As of late 2025, only 12.6% of funds had been disbursed. Nevertheless, once completed, the initiative could provide reliable power to more than 84,000 people, generate nearly 3,000 temporary jobs, and reduce carbon emissions by an estimated 718,000 tonnes annually. It also fits within a continental trend that increasingly views mini-grids as an efficient mechanism for electrifying remote areas.
The solar programme also exposes Ghana’s vulnerability to imported components and underdeveloped maintenance ecosystems, both of which risk limiting the long-term viability of off-grid assets. This challenge underscores the importance of an industrial shift that is already taking shape. In late 2025, Germany’s development bank KfW launched an international tender for a solar module assembly facility in Kumasi, with an annual production capacity of 75 MW.
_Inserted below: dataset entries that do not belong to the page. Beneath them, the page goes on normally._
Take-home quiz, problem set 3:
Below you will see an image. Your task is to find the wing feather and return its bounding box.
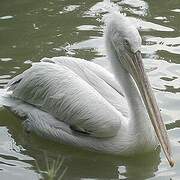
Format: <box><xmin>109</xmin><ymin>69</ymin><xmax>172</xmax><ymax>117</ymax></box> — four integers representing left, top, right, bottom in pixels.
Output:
<box><xmin>7</xmin><ymin>62</ymin><xmax>123</xmax><ymax>137</ymax></box>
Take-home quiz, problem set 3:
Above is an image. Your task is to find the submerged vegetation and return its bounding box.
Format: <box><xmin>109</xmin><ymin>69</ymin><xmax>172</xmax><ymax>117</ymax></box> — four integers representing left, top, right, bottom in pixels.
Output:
<box><xmin>35</xmin><ymin>154</ymin><xmax>68</xmax><ymax>180</ymax></box>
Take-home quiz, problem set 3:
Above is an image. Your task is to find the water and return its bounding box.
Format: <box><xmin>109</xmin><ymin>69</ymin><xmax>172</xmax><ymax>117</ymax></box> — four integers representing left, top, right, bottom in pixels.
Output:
<box><xmin>0</xmin><ymin>0</ymin><xmax>180</xmax><ymax>180</ymax></box>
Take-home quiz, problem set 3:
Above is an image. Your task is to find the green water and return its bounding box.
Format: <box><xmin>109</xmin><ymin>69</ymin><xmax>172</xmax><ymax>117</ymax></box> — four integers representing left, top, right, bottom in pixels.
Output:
<box><xmin>0</xmin><ymin>0</ymin><xmax>180</xmax><ymax>180</ymax></box>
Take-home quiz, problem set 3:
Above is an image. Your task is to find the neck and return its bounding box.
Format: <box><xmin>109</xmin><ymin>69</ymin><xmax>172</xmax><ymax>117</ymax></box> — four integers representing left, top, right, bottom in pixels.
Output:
<box><xmin>107</xmin><ymin>41</ymin><xmax>154</xmax><ymax>150</ymax></box>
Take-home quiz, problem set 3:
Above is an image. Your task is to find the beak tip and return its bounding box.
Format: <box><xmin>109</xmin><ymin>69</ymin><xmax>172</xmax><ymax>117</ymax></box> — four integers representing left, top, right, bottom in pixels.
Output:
<box><xmin>169</xmin><ymin>159</ymin><xmax>175</xmax><ymax>167</ymax></box>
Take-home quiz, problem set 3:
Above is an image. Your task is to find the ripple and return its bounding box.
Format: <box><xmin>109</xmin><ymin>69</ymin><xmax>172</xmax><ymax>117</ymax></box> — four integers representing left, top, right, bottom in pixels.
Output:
<box><xmin>0</xmin><ymin>15</ymin><xmax>13</xmax><ymax>20</ymax></box>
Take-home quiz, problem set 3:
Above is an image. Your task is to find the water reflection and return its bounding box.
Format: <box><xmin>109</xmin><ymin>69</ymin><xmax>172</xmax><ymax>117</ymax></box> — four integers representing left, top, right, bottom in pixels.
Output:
<box><xmin>1</xmin><ymin>111</ymin><xmax>160</xmax><ymax>179</ymax></box>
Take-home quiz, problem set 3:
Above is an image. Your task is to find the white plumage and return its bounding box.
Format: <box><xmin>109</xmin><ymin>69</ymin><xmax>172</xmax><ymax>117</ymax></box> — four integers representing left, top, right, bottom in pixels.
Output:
<box><xmin>0</xmin><ymin>14</ymin><xmax>174</xmax><ymax>164</ymax></box>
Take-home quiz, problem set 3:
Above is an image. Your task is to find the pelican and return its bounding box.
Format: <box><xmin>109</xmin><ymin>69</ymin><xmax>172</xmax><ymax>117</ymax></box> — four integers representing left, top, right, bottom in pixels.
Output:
<box><xmin>2</xmin><ymin>13</ymin><xmax>174</xmax><ymax>166</ymax></box>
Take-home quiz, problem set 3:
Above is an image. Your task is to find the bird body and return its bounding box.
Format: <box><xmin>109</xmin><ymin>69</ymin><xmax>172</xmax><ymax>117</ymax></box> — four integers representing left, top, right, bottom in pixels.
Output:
<box><xmin>5</xmin><ymin>57</ymin><xmax>157</xmax><ymax>155</ymax></box>
<box><xmin>0</xmin><ymin>13</ymin><xmax>173</xmax><ymax>165</ymax></box>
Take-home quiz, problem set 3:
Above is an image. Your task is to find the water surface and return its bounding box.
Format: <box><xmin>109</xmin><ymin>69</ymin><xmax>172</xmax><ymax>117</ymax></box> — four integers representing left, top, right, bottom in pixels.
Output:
<box><xmin>0</xmin><ymin>0</ymin><xmax>180</xmax><ymax>180</ymax></box>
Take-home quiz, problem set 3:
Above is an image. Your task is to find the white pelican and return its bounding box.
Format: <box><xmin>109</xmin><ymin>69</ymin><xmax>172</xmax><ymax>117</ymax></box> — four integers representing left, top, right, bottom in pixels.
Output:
<box><xmin>3</xmin><ymin>13</ymin><xmax>174</xmax><ymax>166</ymax></box>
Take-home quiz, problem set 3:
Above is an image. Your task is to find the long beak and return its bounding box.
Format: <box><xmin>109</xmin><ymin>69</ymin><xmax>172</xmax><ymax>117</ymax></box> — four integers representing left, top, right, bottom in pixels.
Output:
<box><xmin>130</xmin><ymin>51</ymin><xmax>174</xmax><ymax>167</ymax></box>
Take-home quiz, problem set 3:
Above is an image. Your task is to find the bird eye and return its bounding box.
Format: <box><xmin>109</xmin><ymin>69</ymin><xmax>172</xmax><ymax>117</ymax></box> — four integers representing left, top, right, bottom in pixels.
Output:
<box><xmin>124</xmin><ymin>39</ymin><xmax>129</xmax><ymax>47</ymax></box>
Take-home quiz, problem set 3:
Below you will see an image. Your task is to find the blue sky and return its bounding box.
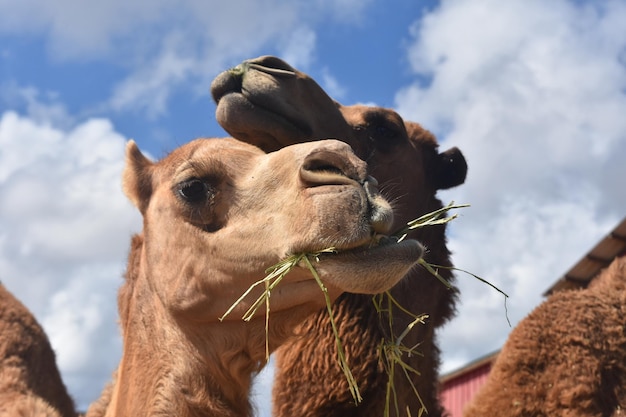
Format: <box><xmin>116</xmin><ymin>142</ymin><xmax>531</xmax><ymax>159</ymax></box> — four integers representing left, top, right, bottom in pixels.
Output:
<box><xmin>0</xmin><ymin>0</ymin><xmax>626</xmax><ymax>415</ymax></box>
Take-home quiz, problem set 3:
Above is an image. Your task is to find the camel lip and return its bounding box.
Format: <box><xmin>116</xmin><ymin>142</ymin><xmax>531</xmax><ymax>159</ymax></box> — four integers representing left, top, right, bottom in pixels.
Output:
<box><xmin>211</xmin><ymin>69</ymin><xmax>313</xmax><ymax>149</ymax></box>
<box><xmin>302</xmin><ymin>235</ymin><xmax>424</xmax><ymax>263</ymax></box>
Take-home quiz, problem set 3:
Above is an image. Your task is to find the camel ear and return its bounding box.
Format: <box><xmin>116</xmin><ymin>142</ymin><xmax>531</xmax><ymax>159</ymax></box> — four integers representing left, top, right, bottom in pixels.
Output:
<box><xmin>122</xmin><ymin>140</ymin><xmax>153</xmax><ymax>214</ymax></box>
<box><xmin>435</xmin><ymin>147</ymin><xmax>467</xmax><ymax>190</ymax></box>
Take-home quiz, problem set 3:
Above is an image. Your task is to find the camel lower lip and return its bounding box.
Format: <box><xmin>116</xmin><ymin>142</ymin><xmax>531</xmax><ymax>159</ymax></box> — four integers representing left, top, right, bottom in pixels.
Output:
<box><xmin>319</xmin><ymin>236</ymin><xmax>424</xmax><ymax>263</ymax></box>
<box><xmin>314</xmin><ymin>238</ymin><xmax>424</xmax><ymax>294</ymax></box>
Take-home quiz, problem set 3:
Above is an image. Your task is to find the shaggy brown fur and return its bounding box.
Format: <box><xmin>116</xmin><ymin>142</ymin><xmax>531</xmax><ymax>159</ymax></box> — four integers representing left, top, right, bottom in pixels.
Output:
<box><xmin>88</xmin><ymin>139</ymin><xmax>422</xmax><ymax>417</ymax></box>
<box><xmin>0</xmin><ymin>284</ymin><xmax>75</xmax><ymax>417</ymax></box>
<box><xmin>464</xmin><ymin>257</ymin><xmax>626</xmax><ymax>417</ymax></box>
<box><xmin>212</xmin><ymin>57</ymin><xmax>467</xmax><ymax>417</ymax></box>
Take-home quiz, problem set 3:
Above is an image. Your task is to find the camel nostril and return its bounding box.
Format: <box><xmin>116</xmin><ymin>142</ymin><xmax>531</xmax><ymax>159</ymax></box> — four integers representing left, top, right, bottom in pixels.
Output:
<box><xmin>300</xmin><ymin>151</ymin><xmax>360</xmax><ymax>187</ymax></box>
<box><xmin>245</xmin><ymin>55</ymin><xmax>296</xmax><ymax>77</ymax></box>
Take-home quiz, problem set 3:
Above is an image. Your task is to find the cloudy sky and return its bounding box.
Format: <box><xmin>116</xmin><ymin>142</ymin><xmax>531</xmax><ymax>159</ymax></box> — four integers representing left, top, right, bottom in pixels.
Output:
<box><xmin>0</xmin><ymin>0</ymin><xmax>626</xmax><ymax>415</ymax></box>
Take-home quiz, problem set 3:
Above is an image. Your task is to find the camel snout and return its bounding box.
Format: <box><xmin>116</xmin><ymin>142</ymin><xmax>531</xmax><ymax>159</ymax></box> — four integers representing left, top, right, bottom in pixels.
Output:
<box><xmin>300</xmin><ymin>146</ymin><xmax>366</xmax><ymax>187</ymax></box>
<box><xmin>243</xmin><ymin>55</ymin><xmax>296</xmax><ymax>77</ymax></box>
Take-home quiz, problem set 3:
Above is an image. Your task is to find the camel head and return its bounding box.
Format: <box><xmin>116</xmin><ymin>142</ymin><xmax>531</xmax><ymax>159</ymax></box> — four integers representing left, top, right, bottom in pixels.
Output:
<box><xmin>124</xmin><ymin>139</ymin><xmax>421</xmax><ymax>319</ymax></box>
<box><xmin>211</xmin><ymin>56</ymin><xmax>467</xmax><ymax>236</ymax></box>
<box><xmin>211</xmin><ymin>56</ymin><xmax>467</xmax><ymax>417</ymax></box>
<box><xmin>107</xmin><ymin>138</ymin><xmax>422</xmax><ymax>415</ymax></box>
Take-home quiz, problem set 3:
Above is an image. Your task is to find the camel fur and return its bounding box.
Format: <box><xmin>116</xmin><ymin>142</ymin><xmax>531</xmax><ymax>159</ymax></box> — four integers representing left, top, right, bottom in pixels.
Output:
<box><xmin>212</xmin><ymin>56</ymin><xmax>467</xmax><ymax>417</ymax></box>
<box><xmin>463</xmin><ymin>256</ymin><xmax>626</xmax><ymax>417</ymax></box>
<box><xmin>0</xmin><ymin>284</ymin><xmax>75</xmax><ymax>417</ymax></box>
<box><xmin>88</xmin><ymin>139</ymin><xmax>422</xmax><ymax>417</ymax></box>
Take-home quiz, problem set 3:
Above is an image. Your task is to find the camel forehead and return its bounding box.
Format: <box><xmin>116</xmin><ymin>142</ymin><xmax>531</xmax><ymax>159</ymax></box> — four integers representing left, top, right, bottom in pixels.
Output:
<box><xmin>156</xmin><ymin>138</ymin><xmax>265</xmax><ymax>177</ymax></box>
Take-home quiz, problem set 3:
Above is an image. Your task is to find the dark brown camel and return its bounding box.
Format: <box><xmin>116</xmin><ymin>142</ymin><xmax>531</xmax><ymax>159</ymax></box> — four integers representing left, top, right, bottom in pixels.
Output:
<box><xmin>463</xmin><ymin>257</ymin><xmax>626</xmax><ymax>417</ymax></box>
<box><xmin>212</xmin><ymin>57</ymin><xmax>467</xmax><ymax>417</ymax></box>
<box><xmin>0</xmin><ymin>284</ymin><xmax>75</xmax><ymax>417</ymax></box>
If delivered on schedule between 2026 and 2027, the plant would become the first of its kind in West Africa and anchor Ghana’s emerging green industrialisation strategy. It would also provide a platform for technology transfer, reduce dependence on Asian imports, and position Ghana as a potential supplier to ECOWAS markets. The industrial momentum coincides with a growing pipeline of domestic solar projects, including the 200 MW Norbert Anku Solar Park—expandable to 1 GW by 2032—which signals the country’s intention to strengthen its competitive position in the regional energy landscape.
Ghana’s progress mirrors a broader continental acceleration in renewable energy initiatives. Nigeria is expanding its portfolio of solar mini-grids as part of a clean-energy investment pipeline estimated at US$7.8 billion. Kenya remains a regional leader with more than 400 operational mini-grids and the continent’s largest wind installation at Lake Turkana. Angola is rolling out a 724 MW solar programme supported by Western partners, and Morocco continues to consolidate its large-scale solar and CSP infrastructure with an eye toward future exports to Europe. Africa as a whole could exceed 100 GW of installed solar capacity by 2030, up from roughly 10 GW today, provided that financing flows stabilise and supply-chain bottlenecks ease.
In the medium term, Ghana’s additional 111 GWh of annual renewable output will support incremental improvements in energy access and help reduce the carbon intensity of marginal supply. The more strategic development lies in the emergence of a local solar manufacturing base, which—if KfW’s initiative succeeds—could fundamentally shift Ghana’s role within West Africa’s clean-energy ecosystem.
Yet this outcome is far from guaranteed. The public sector will need to improve procurement efficiency, stabilise utilities' financial health, and implement more predictable tariff reforms to attract private investors. Sustaining off-grid systems will also require stronger operation and maintenance frameworks than those typically observed across the region.
For now, Ghana’s renewable expansion remains gradual rather than transformative. However, if industrial plans materialise as intended, the country could evolve into a regional hub for solar technologies, strengthening its competitiveness and reducing long-term energy vulnerability. The following two years, marked by the roll-out of the AfDB-supported systems and the potential commissioning of the German-backed plant, will be decisive in determining whether Ghana can convert momentum into a durable structural advantage.